Quoted from the article below. On the sacrifices of men and the expectations from women.
The following is a guest post by The Fatal Feminist, whom we have quoted on this blog before and who everyone should know because she has an amazing blog and she’s an amazing writer – God put even more barakah in her writing and her life, aameen. (She’s on a hiatus with blogging until August, but she needed to share the following.) I’ve learned so much from her ever since I discovered her blog, and she makes for a great companion at conferences and whatnot (and generally for a great friend)!
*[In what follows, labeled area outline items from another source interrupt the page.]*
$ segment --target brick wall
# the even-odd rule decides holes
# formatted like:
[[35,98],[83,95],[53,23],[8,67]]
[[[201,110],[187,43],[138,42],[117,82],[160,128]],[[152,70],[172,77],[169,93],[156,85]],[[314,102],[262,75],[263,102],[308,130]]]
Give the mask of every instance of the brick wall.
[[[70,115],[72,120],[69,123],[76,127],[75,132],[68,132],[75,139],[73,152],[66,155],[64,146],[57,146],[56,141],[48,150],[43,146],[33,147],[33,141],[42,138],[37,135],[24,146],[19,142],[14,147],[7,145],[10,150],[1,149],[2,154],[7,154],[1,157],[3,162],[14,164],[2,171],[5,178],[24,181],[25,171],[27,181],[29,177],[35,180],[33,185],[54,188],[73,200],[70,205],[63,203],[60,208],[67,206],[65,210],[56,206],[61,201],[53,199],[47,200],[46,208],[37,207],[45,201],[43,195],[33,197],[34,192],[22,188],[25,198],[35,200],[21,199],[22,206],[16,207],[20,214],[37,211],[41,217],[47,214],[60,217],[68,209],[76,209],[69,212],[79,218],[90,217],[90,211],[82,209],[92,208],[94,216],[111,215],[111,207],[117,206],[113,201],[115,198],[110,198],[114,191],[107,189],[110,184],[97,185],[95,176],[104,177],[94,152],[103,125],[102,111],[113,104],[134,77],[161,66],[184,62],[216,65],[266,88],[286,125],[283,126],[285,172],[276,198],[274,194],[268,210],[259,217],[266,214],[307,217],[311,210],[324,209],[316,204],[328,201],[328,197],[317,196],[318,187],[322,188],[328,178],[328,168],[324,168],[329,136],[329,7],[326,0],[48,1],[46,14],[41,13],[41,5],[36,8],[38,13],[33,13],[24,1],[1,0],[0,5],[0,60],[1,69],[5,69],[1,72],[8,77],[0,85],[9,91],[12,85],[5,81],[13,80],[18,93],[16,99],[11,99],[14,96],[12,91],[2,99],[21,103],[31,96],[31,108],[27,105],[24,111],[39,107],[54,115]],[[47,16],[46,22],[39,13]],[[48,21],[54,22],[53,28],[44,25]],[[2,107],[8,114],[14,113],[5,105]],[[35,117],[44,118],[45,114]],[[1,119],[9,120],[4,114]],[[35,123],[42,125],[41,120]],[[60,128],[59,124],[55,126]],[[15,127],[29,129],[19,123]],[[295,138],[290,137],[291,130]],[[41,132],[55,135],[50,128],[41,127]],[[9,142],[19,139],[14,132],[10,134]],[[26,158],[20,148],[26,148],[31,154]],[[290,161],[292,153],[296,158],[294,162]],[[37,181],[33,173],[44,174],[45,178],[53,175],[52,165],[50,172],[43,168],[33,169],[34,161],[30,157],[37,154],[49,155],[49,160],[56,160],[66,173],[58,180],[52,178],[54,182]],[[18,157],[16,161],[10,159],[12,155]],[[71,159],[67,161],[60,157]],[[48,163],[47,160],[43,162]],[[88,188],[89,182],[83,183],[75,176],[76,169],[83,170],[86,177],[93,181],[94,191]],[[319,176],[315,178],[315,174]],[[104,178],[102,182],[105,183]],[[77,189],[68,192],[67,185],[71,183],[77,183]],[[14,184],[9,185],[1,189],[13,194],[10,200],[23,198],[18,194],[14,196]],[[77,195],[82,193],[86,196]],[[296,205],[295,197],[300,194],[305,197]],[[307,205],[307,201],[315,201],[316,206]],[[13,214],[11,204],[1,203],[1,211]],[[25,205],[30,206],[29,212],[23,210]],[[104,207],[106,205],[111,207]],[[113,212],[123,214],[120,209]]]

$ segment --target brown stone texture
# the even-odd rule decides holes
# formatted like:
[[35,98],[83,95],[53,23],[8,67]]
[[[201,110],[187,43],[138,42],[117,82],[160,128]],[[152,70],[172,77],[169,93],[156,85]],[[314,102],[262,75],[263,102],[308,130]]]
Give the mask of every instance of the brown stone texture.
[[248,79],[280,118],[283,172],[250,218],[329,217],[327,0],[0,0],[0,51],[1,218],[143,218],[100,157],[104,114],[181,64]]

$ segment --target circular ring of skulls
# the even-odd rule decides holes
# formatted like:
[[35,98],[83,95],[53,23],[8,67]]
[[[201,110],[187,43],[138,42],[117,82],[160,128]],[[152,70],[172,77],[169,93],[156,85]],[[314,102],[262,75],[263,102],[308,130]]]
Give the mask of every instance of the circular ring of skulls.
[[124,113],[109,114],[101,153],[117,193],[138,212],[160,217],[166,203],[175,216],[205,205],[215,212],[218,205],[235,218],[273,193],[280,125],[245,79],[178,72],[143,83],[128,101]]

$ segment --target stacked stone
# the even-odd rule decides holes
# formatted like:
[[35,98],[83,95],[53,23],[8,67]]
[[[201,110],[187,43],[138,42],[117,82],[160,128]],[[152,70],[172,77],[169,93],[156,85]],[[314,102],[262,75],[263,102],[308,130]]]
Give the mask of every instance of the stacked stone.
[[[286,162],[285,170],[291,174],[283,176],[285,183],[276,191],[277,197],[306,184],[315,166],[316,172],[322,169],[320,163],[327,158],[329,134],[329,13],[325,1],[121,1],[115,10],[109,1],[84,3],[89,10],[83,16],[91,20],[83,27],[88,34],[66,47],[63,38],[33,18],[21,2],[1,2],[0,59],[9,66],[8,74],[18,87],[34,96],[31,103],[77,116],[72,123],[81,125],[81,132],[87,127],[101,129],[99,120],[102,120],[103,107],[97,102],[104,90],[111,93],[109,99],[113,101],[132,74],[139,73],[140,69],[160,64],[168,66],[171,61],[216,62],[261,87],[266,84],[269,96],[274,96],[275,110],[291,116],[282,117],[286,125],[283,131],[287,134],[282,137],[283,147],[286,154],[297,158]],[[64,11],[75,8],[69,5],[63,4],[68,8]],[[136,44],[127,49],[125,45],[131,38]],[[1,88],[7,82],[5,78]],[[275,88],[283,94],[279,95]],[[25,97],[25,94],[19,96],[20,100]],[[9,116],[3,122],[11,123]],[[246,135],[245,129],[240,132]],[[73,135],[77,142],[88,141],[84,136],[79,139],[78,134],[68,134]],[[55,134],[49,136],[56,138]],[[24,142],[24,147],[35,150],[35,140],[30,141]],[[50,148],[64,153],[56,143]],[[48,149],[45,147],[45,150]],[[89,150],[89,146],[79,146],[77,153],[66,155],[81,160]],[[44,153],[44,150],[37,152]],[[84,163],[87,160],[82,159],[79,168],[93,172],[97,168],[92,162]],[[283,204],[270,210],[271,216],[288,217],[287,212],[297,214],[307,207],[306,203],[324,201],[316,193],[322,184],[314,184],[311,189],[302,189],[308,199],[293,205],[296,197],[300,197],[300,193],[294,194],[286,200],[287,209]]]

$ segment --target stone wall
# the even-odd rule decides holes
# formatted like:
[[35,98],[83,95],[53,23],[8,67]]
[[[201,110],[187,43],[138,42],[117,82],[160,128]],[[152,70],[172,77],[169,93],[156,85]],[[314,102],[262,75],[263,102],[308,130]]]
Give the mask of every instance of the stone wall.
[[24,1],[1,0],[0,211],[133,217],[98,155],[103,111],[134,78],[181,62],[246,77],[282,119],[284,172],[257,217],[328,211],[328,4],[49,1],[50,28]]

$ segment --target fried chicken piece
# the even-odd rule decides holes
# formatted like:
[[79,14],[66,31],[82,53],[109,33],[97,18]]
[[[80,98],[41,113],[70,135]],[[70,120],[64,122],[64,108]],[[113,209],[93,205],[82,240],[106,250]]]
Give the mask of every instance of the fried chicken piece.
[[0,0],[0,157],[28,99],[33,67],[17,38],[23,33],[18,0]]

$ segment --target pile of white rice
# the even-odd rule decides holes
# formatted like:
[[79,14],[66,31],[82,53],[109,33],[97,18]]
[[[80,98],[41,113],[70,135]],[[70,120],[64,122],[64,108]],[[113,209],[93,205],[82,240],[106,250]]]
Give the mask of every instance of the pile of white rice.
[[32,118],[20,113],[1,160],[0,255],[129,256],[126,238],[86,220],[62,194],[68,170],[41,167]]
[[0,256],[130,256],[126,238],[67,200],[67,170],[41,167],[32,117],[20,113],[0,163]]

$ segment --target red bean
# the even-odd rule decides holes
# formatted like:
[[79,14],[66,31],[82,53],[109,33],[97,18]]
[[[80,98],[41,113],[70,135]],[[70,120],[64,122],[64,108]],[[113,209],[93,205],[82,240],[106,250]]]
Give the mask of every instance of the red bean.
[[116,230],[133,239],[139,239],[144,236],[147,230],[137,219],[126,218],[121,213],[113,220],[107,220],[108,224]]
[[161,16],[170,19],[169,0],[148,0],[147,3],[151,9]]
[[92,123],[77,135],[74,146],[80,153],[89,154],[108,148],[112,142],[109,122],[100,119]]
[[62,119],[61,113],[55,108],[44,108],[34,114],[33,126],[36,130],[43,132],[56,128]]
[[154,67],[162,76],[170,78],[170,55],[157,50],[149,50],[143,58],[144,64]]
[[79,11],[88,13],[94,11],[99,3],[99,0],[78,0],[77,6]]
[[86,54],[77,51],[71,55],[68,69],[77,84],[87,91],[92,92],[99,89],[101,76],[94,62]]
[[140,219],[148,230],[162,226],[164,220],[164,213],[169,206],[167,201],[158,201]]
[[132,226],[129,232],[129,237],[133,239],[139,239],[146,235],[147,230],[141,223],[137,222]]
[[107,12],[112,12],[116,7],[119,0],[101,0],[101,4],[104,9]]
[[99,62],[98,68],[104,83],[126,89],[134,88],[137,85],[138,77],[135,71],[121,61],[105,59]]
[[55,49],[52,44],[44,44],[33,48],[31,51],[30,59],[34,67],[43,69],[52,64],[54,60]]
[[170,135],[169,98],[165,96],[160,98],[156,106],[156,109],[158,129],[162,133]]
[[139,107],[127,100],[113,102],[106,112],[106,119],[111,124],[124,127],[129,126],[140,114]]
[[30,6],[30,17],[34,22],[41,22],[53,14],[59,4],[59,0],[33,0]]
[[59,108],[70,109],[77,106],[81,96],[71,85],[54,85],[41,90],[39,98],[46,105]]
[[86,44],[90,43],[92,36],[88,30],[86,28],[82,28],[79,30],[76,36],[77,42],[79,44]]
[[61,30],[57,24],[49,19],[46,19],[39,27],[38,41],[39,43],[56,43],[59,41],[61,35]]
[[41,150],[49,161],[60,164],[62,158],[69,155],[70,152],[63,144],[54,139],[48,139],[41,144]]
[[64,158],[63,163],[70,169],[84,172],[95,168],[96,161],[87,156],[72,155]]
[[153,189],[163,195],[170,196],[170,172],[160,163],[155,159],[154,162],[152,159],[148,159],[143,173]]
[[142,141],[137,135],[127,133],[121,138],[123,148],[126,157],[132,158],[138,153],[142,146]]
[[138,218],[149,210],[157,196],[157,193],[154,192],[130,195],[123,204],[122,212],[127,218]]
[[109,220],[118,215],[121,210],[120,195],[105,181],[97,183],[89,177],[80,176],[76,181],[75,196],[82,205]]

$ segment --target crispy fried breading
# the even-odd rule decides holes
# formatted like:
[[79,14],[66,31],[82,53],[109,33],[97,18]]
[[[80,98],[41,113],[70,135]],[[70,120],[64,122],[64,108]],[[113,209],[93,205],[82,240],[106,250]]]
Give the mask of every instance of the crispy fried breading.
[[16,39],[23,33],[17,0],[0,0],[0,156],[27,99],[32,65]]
Surely, you all recall my having had a blast last year’s AAR conference primarily because she was there with me ❤
In what follows, she discusses the details of the incident (or anecdote, rather) that inspired one of my recent blog posts, the one where I lamented our (Muslims’) selective allure towards justice and attempted to remind us all that, shockingly enough, much, if not all, of what women face in the mosques is injustice, and we need to strive to fix that.
I love the way TFF has written the piece below. It’s as if reading someone’s diary, and, despite the daunting subject, it’s very soothing to the ears. Also very entertaining at times because, as many feminists would know, humor is an important tool for pointing out things people refuse to hear otherwise. I’m still cracking up at her brother’s being identified now at his mosque as Menstrual Man (well, “Period Man,” but he prefers “Menstrual Man” instead).
All of what follows is TFF’s work.
“Feminist Ramadans, Feminist Jihads, and Unnecessary Feminist Sacrifices”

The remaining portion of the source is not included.